Mohamed era riuscito a infilarsi dentro prima della politica delle porte aperte a metà: ora le sole chiavi che le fanno scattare sono etniche e confessionali. A dimostrazione che l’Isis ha annaffiato il terreno giusto per spezzettare l’Iraq. Mosul ne è lo specchio: mentre le organizzazioni umanitarie si preparano all’ennesimo flusso di disperati, nelle stanze dei bottoni di Baghdad e Erbil si organizza la controffensiva.

Nessuno vuole mancare l’appuntamento con una città che definirà l’Iraq che sarà. Il governo centrale opera su due fronti: l’inclusione delle milizie sciite e l’esclusione dei peshmerga. Nei giorni scorsi il premier al-Abadi ha ordinato l’ingresso delle milizie sciite (accusate di abusi contro le comunità sunnite liberate) nell’esercito regolare, sotto la propria diretta autorità. Un modo per tenerle a bada – e controllare meglio anche le influenze iraniane – e allo stesso tempo gestire in modo più efficace la battaglia finale. Resta da vedere quanto certe milizie, come le potenti Badr, stiano a sentire gli ordini del premier.

Sul versante kurdo, il governo centrale ha cancellato all’ultimo minuto un meeting previsto per il 22 luglio con rappresentanti di Erbil per discutere la controffensiva. Una marginalizzazione che, si dice a Baghdad, è figlia dell’incontro che il presidente kurdo Barzani ha avuto con gli Stati Uniti il 12, nel quale ha strappato 415 milioni di dollari in aiuti militari a Washington in vista proprio di Mosul.
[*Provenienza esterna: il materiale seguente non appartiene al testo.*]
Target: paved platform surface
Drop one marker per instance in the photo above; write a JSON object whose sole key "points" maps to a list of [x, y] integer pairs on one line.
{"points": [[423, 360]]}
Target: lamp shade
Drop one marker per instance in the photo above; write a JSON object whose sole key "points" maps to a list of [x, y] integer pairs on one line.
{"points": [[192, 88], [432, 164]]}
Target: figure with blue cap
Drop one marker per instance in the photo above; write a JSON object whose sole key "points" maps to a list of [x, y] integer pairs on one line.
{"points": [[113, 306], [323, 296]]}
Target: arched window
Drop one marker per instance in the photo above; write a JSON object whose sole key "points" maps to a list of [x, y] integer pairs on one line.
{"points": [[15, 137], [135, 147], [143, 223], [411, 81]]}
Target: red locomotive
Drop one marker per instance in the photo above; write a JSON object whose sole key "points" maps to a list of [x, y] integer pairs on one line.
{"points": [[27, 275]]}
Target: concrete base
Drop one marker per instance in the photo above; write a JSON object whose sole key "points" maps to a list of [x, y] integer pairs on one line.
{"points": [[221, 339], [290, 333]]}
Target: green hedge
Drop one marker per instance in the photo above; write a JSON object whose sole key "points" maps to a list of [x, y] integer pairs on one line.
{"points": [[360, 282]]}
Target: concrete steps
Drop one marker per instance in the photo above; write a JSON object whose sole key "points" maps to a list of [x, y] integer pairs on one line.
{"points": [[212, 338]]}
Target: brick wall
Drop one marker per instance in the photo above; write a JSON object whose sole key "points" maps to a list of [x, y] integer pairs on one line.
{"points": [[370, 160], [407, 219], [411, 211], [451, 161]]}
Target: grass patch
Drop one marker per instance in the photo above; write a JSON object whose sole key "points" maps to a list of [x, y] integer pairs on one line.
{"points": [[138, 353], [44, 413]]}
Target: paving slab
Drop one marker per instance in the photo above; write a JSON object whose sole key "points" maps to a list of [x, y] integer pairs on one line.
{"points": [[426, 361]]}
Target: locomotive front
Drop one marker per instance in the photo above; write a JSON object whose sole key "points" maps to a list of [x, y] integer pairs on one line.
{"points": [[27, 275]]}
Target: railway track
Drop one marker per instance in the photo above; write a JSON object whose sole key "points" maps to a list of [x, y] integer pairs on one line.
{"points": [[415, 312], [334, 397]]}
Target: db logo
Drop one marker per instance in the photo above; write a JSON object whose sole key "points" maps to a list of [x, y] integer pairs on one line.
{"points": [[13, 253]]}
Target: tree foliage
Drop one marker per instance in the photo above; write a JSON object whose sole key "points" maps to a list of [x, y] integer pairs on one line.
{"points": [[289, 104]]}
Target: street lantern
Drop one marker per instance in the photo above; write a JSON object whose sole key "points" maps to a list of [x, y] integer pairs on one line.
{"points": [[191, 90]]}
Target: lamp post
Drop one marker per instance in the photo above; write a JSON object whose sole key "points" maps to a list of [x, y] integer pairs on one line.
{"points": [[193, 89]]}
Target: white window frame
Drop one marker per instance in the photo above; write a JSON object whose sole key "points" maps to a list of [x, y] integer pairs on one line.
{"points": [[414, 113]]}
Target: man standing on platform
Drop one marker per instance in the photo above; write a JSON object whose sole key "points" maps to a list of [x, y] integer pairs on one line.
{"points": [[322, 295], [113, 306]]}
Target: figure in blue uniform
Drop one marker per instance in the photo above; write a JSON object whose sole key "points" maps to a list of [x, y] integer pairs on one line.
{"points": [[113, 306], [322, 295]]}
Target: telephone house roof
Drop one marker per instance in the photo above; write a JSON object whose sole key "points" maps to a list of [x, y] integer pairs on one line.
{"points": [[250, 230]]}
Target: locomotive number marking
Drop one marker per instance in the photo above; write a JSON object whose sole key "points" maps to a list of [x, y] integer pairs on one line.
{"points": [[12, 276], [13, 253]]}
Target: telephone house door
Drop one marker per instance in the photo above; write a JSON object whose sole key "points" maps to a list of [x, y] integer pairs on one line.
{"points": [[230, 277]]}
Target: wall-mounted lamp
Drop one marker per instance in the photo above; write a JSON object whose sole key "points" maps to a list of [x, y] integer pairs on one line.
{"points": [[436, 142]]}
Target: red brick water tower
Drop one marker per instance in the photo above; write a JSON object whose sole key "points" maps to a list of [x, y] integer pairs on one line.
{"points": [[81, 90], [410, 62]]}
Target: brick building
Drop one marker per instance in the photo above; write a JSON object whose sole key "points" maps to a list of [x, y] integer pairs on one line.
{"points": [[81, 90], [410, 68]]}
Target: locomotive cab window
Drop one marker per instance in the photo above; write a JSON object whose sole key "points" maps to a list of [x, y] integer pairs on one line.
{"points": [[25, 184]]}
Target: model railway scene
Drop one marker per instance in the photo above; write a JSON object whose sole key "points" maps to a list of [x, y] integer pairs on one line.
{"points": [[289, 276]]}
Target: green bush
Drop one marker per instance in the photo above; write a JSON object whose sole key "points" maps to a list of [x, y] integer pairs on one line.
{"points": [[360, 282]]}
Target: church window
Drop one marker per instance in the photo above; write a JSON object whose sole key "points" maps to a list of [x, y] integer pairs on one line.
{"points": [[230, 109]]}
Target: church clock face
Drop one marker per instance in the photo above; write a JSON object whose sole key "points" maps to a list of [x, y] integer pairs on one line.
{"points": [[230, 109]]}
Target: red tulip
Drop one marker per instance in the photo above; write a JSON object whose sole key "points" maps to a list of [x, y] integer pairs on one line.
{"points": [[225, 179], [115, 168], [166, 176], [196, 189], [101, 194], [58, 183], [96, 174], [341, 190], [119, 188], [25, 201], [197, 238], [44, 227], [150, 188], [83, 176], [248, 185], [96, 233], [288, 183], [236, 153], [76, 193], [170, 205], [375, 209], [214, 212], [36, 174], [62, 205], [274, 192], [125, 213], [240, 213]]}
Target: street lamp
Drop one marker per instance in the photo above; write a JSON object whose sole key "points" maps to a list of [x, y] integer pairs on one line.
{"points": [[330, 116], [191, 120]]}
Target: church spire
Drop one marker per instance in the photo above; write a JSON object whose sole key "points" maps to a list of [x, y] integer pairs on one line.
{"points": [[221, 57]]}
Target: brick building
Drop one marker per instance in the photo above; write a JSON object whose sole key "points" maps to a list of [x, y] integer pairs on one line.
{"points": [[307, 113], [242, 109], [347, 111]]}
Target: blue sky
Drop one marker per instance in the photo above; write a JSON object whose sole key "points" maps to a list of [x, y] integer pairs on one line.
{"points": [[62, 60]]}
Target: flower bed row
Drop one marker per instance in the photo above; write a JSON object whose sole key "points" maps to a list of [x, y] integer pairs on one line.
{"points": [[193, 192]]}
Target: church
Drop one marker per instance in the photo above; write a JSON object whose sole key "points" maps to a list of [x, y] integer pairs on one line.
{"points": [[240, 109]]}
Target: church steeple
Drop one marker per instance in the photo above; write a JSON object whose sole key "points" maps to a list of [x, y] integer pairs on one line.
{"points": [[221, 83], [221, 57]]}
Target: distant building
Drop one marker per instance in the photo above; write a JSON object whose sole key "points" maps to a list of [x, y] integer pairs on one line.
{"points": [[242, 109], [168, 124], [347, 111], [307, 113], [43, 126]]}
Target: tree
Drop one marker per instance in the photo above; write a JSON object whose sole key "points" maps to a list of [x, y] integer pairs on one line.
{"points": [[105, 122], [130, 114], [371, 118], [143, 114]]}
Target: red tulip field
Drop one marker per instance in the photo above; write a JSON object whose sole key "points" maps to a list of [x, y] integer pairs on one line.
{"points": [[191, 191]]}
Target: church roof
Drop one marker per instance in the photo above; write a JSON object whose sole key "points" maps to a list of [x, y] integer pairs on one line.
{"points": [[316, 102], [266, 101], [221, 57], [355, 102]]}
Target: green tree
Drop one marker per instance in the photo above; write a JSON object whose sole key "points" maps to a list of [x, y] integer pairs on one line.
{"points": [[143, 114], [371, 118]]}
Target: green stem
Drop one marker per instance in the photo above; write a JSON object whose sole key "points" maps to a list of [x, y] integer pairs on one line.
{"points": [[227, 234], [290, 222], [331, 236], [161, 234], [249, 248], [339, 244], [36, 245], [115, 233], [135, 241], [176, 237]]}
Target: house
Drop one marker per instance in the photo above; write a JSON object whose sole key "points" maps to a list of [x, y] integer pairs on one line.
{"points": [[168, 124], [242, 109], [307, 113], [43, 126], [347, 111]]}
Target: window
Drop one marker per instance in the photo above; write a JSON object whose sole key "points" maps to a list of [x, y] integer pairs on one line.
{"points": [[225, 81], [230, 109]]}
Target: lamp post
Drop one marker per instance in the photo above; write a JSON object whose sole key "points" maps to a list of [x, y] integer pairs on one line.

Giravolte di alleanze e antagonismi: al ministro degli Esteri iracheno Obeidi («Non faremo avvicinare i peshmerga a Mosul») risponde Erbil con un secco «Non lasceremo le aree liberate a Ninawa».

Dinamiche simili si registrano nella vicina Siria, dove a prevalere non è l’unità interna contro il nemico Isis ma le avverse ambizioni politiche. Così, ieri, mentre lo Stato Islamico giustiziava 24 persone nel villaggio settentrionale di Buyir, strappato ai kurdi di Rojava, nella provincia di Idlib raid aerei (forse russi o governativi) colpivano l’ennesimo ospedale: la denuncia arriva da Save the Children, organizzazione responsabile della clinica di maternità bombardata nel villaggio di Kafer Takhareem.

Un bilancio chiaro ancora non c’è, di certo sarebbero due i morti e tre i feriti. La clinica era l’unica di questo tipo nell’arco di 100 chilometri e garantiva assistenza a 1.300 persone al mese, tra donne e neonati.

Una settimana fa erano state cinque le cliniche danneggiate da un bombardamento di Damasco: una era stata colpita direttamente, le altre avevano subito danni da raid nelle zone vicine. Tra le vittime un neonato. Si muore anche di coalizione: giovedì notte raid Usa hanno ucciso, secondo fonti locali, 28 civili nella cittadina di al-Ghandour, vicino Manbij.